Zoals we geboren zijn kunnen we voor God niet bestaan. Dan leven we in onze oude, zondige natuur, buiten God en buiten Christus. Dan zijn we een arm en doodliggende zondaar en niets anders. Dan zijn we vijanden van God. Wanneer wij wandelen naar het goeddunken van ons eigen hart, uitroepende: aan de kennis van Uw wegen hebben wij geen lust, dan zijn we vijanden van het kruis van Christus. Dan zoeken we het leven in de zonde, dat is, de dood.

Het leven van Christus is het leven der Zijnen en roept hen toe: Ik leef en gij zult leven! Dan leren Gods kinderen in dat nieuwe leven te sterven aan alles wat buiten God en Christus is, om het leven te vinden in Hem die zegt: Ziet Ik ben wel dood geweest, maar ik leef in alle eeuwigheid.

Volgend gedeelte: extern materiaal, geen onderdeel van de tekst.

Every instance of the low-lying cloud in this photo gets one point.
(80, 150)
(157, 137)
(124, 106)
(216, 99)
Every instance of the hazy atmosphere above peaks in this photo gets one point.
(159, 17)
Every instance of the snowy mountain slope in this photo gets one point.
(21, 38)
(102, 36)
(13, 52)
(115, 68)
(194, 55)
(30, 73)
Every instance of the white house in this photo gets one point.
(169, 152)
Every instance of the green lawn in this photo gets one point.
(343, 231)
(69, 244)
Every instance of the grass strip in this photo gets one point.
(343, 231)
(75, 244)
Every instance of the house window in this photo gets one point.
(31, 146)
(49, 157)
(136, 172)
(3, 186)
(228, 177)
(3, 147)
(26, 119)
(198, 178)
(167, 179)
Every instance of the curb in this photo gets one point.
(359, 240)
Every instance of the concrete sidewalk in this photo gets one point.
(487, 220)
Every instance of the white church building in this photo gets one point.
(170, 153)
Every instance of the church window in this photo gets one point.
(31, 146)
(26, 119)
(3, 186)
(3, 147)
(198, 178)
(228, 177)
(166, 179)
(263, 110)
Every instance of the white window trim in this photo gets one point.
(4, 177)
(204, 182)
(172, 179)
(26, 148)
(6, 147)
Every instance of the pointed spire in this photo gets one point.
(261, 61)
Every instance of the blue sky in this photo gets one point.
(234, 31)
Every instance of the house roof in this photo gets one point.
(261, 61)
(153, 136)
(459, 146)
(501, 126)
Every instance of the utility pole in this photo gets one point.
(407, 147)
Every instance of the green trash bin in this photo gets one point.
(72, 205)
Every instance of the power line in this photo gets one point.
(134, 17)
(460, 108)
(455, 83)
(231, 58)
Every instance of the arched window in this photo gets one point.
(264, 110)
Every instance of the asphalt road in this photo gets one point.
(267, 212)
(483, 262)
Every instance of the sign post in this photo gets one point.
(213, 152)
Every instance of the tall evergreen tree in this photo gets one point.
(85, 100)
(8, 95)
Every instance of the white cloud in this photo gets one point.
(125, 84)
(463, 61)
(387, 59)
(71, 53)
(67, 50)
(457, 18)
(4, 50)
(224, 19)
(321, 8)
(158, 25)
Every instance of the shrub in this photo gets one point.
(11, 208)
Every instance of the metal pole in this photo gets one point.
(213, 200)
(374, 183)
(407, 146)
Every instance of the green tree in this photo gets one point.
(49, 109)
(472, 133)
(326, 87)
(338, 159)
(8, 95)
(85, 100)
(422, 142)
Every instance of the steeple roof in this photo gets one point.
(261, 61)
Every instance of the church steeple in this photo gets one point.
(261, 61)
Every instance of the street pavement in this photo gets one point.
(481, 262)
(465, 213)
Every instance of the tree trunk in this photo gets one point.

Dat u dan het leven op uw gerechtigheid steunend, door genade leerde verliezen en het te vinden in Hem: De Heere onze Gerechtigheid!

Rev. J. C. Weststrate is pastor of the Netherlands Reformed Congregation (Gereformeerde Cerneente) of ‘s Gravenpolder, The Netherlands.

Deze tekst is geautomatiseerd gemaakt en kan nog fouten bevatten. Digibron werkt voortdurend aan correctie. Klik voor het origineel door naar de pdf. Voor opmerkingen, vragen, informatie: contact.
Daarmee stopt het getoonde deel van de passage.